In our case, looking up this combination of fields revealed that it is a special register specific to Apple (it appears as ARM64_REG_HID4 in XNU sources, defined in pexpert/pexpert/arm64/arm64_common.h). While the purpose of this register is unclear, we dealt with it (as well as other Apple-specific registers) in our QEMU code, by simply storing whatever values were written into those registers, and reading them back as-is. In fact, the code that dealt with those registers was still present - why wouldn’t it execute, and why were we experiencing an invalid instruction instead? The root cause is in QEMU’s implementation. While most of QEMU’s code is indifferent to the underpinnings of the guest’s CPU (whether it’s emulated in software, or virtualized in hardware), certain features require different implementations.

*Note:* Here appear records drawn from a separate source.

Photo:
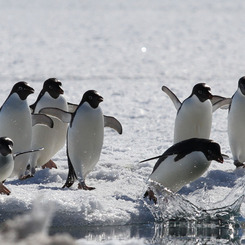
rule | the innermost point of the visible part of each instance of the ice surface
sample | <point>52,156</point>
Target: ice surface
<point>126,50</point>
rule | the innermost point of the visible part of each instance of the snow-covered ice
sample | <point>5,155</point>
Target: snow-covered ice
<point>126,50</point>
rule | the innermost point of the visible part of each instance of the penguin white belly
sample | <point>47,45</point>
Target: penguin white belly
<point>15,123</point>
<point>85,140</point>
<point>194,120</point>
<point>6,166</point>
<point>175,175</point>
<point>236,127</point>
<point>51,139</point>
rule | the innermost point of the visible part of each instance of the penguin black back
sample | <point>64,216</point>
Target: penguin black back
<point>21,88</point>
<point>241,85</point>
<point>92,97</point>
<point>209,148</point>
<point>6,146</point>
<point>52,86</point>
<point>202,91</point>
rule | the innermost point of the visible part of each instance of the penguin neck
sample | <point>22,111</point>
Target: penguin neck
<point>47,101</point>
<point>14,101</point>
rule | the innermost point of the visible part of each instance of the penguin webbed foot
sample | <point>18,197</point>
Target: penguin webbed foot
<point>4,190</point>
<point>239,164</point>
<point>27,176</point>
<point>150,194</point>
<point>50,164</point>
<point>83,186</point>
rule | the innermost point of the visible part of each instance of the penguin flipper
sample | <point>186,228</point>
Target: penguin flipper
<point>113,123</point>
<point>42,119</point>
<point>71,175</point>
<point>222,104</point>
<point>172,96</point>
<point>64,116</point>
<point>25,152</point>
<point>71,107</point>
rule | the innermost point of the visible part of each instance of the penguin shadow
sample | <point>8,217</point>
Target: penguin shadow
<point>214,178</point>
<point>41,177</point>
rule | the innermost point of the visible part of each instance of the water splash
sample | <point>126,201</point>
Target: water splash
<point>172,206</point>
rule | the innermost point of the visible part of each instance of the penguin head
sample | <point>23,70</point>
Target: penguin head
<point>53,87</point>
<point>23,89</point>
<point>6,146</point>
<point>92,97</point>
<point>213,152</point>
<point>202,91</point>
<point>241,85</point>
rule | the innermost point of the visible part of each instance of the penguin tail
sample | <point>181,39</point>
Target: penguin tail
<point>71,175</point>
<point>150,194</point>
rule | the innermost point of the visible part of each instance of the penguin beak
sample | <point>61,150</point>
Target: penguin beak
<point>100,98</point>
<point>29,89</point>
<point>6,150</point>
<point>210,96</point>
<point>61,91</point>
<point>220,159</point>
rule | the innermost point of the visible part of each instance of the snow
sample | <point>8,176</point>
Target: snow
<point>126,50</point>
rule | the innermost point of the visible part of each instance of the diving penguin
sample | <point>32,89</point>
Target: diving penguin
<point>183,163</point>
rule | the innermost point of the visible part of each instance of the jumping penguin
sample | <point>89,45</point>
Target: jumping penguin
<point>183,163</point>
<point>194,115</point>
<point>236,124</point>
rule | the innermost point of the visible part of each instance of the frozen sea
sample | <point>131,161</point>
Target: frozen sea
<point>126,50</point>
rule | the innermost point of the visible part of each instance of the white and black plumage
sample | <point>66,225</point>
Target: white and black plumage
<point>16,123</point>
<point>236,124</point>
<point>194,115</point>
<point>51,139</point>
<point>85,139</point>
<point>184,162</point>
<point>6,162</point>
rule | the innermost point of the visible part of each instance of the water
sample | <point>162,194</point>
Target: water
<point>127,50</point>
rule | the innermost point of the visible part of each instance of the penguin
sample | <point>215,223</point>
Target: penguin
<point>194,115</point>
<point>16,123</point>
<point>7,159</point>
<point>52,139</point>
<point>183,163</point>
<point>6,162</point>
<point>85,137</point>
<point>236,122</point>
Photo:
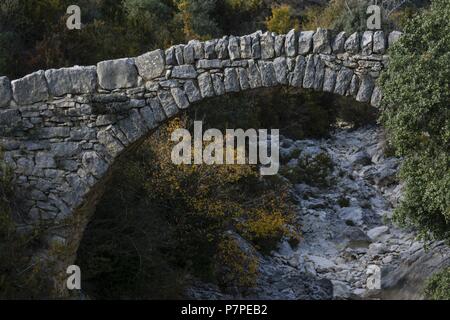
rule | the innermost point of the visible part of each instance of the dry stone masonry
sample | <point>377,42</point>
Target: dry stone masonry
<point>62,129</point>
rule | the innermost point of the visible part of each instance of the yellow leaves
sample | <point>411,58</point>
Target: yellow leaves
<point>244,5</point>
<point>242,266</point>
<point>282,20</point>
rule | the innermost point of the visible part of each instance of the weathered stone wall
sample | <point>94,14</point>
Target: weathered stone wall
<point>62,129</point>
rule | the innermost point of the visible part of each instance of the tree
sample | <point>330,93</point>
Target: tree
<point>416,113</point>
<point>281,20</point>
<point>199,18</point>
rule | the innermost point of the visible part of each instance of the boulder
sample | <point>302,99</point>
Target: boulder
<point>5,92</point>
<point>30,89</point>
<point>186,71</point>
<point>305,42</point>
<point>351,45</point>
<point>321,41</point>
<point>291,43</point>
<point>117,74</point>
<point>151,64</point>
<point>76,80</point>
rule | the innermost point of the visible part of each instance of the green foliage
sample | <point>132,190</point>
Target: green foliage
<point>159,222</point>
<point>351,16</point>
<point>417,116</point>
<point>199,18</point>
<point>438,286</point>
<point>282,20</point>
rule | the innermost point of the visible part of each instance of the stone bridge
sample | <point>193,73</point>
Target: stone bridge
<point>62,129</point>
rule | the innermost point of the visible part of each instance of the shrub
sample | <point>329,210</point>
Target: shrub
<point>438,286</point>
<point>159,222</point>
<point>281,20</point>
<point>416,114</point>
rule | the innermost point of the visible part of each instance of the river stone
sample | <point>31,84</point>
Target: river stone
<point>343,80</point>
<point>219,87</point>
<point>116,74</point>
<point>243,79</point>
<point>74,80</point>
<point>305,42</point>
<point>180,98</point>
<point>375,100</point>
<point>5,92</point>
<point>367,43</point>
<point>222,48</point>
<point>185,71</point>
<point>9,117</point>
<point>365,89</point>
<point>267,46</point>
<point>179,54</point>
<point>188,54</point>
<point>246,47</point>
<point>393,37</point>
<point>168,103</point>
<point>205,85</point>
<point>291,43</point>
<point>234,48</point>
<point>94,164</point>
<point>199,52</point>
<point>210,49</point>
<point>30,89</point>
<point>256,46</point>
<point>321,41</point>
<point>299,71</point>
<point>231,80</point>
<point>192,91</point>
<point>339,42</point>
<point>268,76</point>
<point>351,45</point>
<point>319,75</point>
<point>377,232</point>
<point>279,45</point>
<point>281,70</point>
<point>354,86</point>
<point>353,214</point>
<point>171,60</point>
<point>379,42</point>
<point>310,71</point>
<point>254,75</point>
<point>209,64</point>
<point>151,65</point>
<point>330,80</point>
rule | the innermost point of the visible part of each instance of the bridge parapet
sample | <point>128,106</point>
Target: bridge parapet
<point>62,128</point>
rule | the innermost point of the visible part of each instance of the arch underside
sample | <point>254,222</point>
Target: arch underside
<point>62,129</point>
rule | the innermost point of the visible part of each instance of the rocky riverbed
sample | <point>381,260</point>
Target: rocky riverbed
<point>349,247</point>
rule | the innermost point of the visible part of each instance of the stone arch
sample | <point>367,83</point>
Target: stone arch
<point>62,129</point>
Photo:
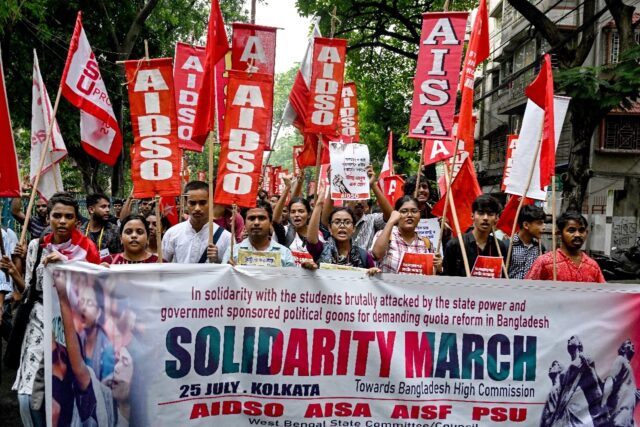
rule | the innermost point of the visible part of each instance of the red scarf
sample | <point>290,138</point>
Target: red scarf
<point>78,248</point>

Handling of special registers is one such feature.

When KVM is not in use (and the CPU architecture is emulated), the code that implements the msr and mrs instructions uses callbacks in order to support a range of special registers (target/arm/translate-a64.c):


/* MRS - move from system register
 * MSR (register) - move to system register
 * SYS
 * SYSL
 * These are all essentially the same insn in 'read' and 'write'
 * versions, with varying op0 fields.
 */
static void handle_sys(DisasContext *s, uint32_t insn, bool isread,
                       unsigned int op0, unsigned int op1, unsigned int op2,
                       unsigned int crn, unsigned int crm, unsigned int rt)
{
    const ARMCPRegInfo *ri;
    TCGv_i64 tcg_rt;

    ri = get_arm_cp_reginfo(s->cp_regs,
                            ENCODE_AA64_CP_REG(CP_REG_ARM64_SYSREG_CP,
                                               crn, crm, op0, op1, op2));

    /* ... */

    if (isread) {
        if (ri->type & ARM_CP_CONST) {
            tcg_gen_movi_i64(tcg_rt, ri->resetvalue);
        } else if (ri->readfn) {
            TCGv_ptr tmpptr;
            tmpptr = tcg_const_ptr(ri);
            gen_helper_get_cp_reg64(tcg_rt, cpu_env, tmpptr);
            tcg_temp_free_ptr(tmpptr);
        } else {
            tcg_gen_ld_i64(tcg_rt, cpu_env, ri->fieldoffset);
        }
    } else {
        if (ri->type & ARM_CP_CONST) {
            /* If not forbidden by access permissions, treat as WI */
            return;
        } else if (ri->writefn) {
            TCGv_ptr tmpptr;
            tmpptr = tcg_const_ptr(ri);
            gen_helper_set_cp_reg64(cpu_env, tmpptr, tcg_rt);
            tcg_temp_free_ptr(tmpptr);
        } else {
            tcg_gen_st_i64(tcg_rt, cpu_env, ri->fieldoffset);
        }
    }

    /* ... */
}

The cp_regs of the DisasContext struct contains descriptors of various coprocessor (special) registers for the emulated CPU. A descriptor of type ARMCPRegInfo can be retrieved by using the op0, op1, CRm, CRn, and op2 fields, that uniqeuly identify the register. The descriptor struct may contain callback functions for access control (accessfn, not shown in the snippet), writing (writefn), and reading (readfn) of the register. While all the standard special registers are pre-defined by the various core implementations in QEMU, adding support for new special registers during emulation is as simple as writing a couple of callback functions, and adding the new descriptors to the cp_regs field of the CPU.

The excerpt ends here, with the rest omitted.